Most gracious Father Who has called me Your child to serve in the preparation of Your Altar, so that it may be a suitable place for the offering of Your Body and Blood;

Sanctify my life and consecrate my hands so that I may worthily handle those Sacred Gifts which are being offered to You.

As I handle holy things, grant that my whole life may be illuminated and blessed by You, in whose honor I prepare them, and grant that the people who shall be blessed by their use, may find their lives drawn closer to Him Whose Body and Blood is our hope and our strength, Jesus Christ our Lord. Amen.

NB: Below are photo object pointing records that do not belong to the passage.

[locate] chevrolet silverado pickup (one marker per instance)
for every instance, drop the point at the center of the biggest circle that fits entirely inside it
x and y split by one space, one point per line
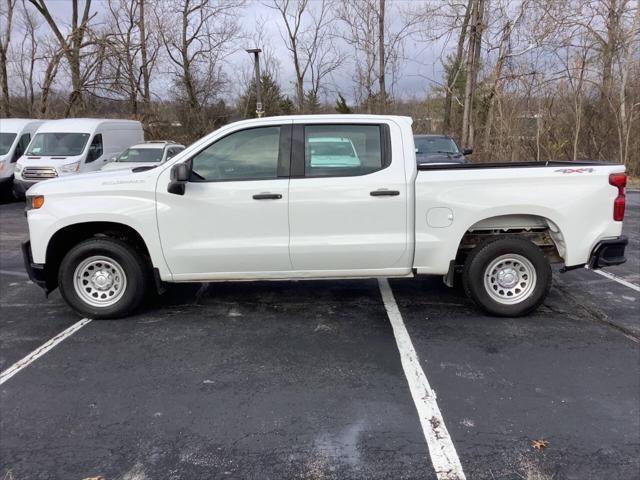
326 196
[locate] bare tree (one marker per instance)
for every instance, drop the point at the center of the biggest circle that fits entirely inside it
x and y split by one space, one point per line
6 18
378 48
27 57
473 66
505 53
72 45
306 36
131 55
197 36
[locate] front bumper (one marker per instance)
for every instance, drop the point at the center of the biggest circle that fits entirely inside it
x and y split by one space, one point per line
34 270
608 252
6 182
21 186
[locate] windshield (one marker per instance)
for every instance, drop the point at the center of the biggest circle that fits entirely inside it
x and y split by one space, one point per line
6 140
58 144
142 155
435 145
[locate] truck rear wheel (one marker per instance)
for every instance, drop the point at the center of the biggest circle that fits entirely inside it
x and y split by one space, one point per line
103 278
507 277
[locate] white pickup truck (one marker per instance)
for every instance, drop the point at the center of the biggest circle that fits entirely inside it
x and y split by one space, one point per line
311 197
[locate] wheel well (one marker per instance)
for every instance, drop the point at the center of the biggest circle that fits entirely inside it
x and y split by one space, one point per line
539 230
66 238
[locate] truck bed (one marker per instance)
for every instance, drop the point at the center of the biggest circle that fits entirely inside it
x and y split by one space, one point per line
534 164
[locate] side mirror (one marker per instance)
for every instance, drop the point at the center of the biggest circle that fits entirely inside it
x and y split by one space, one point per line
180 174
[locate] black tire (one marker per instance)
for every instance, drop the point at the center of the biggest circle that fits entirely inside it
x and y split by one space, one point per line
486 255
130 262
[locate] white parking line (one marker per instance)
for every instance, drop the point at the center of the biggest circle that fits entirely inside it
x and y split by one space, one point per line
615 278
15 274
443 454
41 350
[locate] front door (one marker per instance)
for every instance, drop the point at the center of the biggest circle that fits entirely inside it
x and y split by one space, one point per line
232 220
348 200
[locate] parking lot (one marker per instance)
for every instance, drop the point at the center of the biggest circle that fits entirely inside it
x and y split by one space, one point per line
312 380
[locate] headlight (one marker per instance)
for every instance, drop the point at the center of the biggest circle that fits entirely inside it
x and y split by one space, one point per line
70 168
34 202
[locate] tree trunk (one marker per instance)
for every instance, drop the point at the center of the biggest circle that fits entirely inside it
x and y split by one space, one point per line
473 60
381 59
495 87
146 95
49 76
609 48
5 109
452 78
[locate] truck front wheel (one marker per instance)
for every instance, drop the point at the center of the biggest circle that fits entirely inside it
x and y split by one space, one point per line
103 278
507 277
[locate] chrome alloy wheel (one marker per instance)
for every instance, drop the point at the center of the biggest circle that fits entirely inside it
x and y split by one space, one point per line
510 279
99 281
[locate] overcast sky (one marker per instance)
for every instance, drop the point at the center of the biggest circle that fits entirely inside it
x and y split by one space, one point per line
420 68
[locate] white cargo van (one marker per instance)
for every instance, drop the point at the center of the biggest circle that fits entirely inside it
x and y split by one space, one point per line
15 135
74 145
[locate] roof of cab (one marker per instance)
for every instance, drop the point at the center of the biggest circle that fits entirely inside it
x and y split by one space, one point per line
158 145
84 125
15 125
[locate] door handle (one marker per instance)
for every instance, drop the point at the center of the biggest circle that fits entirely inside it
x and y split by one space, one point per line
384 193
267 196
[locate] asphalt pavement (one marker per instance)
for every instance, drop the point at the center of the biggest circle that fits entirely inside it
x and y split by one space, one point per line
278 380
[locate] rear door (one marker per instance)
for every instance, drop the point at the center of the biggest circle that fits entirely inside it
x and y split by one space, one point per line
348 199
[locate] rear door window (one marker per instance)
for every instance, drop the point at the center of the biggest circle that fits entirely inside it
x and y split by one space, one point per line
342 150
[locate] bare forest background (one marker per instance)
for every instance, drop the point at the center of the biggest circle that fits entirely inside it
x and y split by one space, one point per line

by The Rt. Rev. E. Don Taylor, Vicar Bishop of New York City



In contemporary Anglicanism, “acolytes” is a general term which covers not only servers, torchbearers, and lighters of candles but also crucifers, thurifers, and banner-bearers. Acolytes are mentioned as a minor order (along with porters, lectors, and exorcists) as early as a letter of Pope Cornelius to Fabius of Antioch in 252. They were also mentioned in Cyprian’s writings. They assisted deacons or subdeacons at the preparation of the table. Later they carried candles in processions. In Rome they carried fragments of the bread consecrated at the papal Mass to other churches. In the late middle ages, when candles began to appear upon altars, they lighted the altar candles.

Eventually, lay servers or sacristans performed duties earlier associated with acolytes, and the order of acolyte was normally conferred upon a candidate for priesthood in the course of his training. The minor orders were not perpetuated in Anglicanism. Some of the duties earlier performed by persons in the minor order of acolyte were taken over by lay clerks. In the later nineteenth century the clerks were suppressed and their duties were largely taken over by lay “acolytes” and sacristans or altar guilds.

There are a variety of resources available to support acolytes in their ministry. Training is important. While every church (and priest!) has their own way of doing things, there are some basics that apply to most churches.

The Manual for Acolytes by Dennis Michno is available from Church Publishing as is Parish Acolyte Guide by Donna H. Barthle and The New Complete Server by Christopher Heller.

St. Patrick’s Church in Broken Arrow, Oklahoma made their own acolyte training video which you might find helpful.

If you are “high church” (i.e., have formal liturgy with incense, etc.), St. James in Springfield, Missouri has prepared a detailed manual and offers it as a free download on Amazon. You can download it here: Acolyte Manual. If you search the internet, you can find several others done by local churches that you can use to develop a manual for your church.